Nucleos(t)ide analog therapy blocks DNA synthesis by the hepatitis B virus (HBV) reverse transcriptase and can control the infection, but treatment is life-long and has high costs and unpredictable long-term side effects. The profound suppression of HBV by the nucleos(t)ide analogs and their ability to cure some patients indicates that they can push HBV to the brink of extinction. Consequently, more patients could be cured by suppressing HBV replication further using a new drug in combination with the nucleos(t)ide analogs. The HBV ribonuclease H (RNAseH) is a logical drug target because it is the second of only two viral enzymes that are essential for viral replication, but it has not been exploited, primarily because it is very difficult to produce active enzyme.

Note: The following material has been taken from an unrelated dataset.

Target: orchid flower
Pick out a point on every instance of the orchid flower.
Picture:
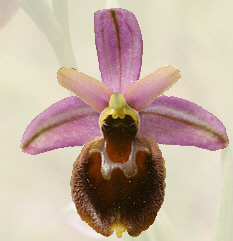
(118, 180)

To address this difficulty, we expressed HBV genotype D and H RNAseHs in E. coli and enriched the enzymes by nickel-affinity chromatography. HBV RNAseH activity in the enriched lysates was characterized in preparation for drug screening. Twenty-one candidate HBV RNAseH inhibitors were identified using chemical structure-activity analyses based on inhibitors of the HIV RNAseH and integrase. Twelve anti-RNAseH and anti-integrase compounds inhibited the HBV RNAseH at 10 µM, the best compounds had low micromolar IC(50) values against the RNAseH, and one compound inhibited HBV replication in tissue culture at 10 µM. Recombinant HBV genotype D RNAseH was more sensitive to inhibition than genotype H. This study demonstrates that recombinant HBV RNAseH suitable for low-throughput antiviral drug screening has been produced. The high percentage of compounds developed against the HIV RNAseH and integrase that were active against the HBV RNAseH indicates that the extensive drug design efforts against these HIV enzymes can guide anti-HBV RNAseH drug discovery. Finally, differential inhibition of HBV genotype D and H RNAseHs indicates that viral genetic variability will be a factor during drug development.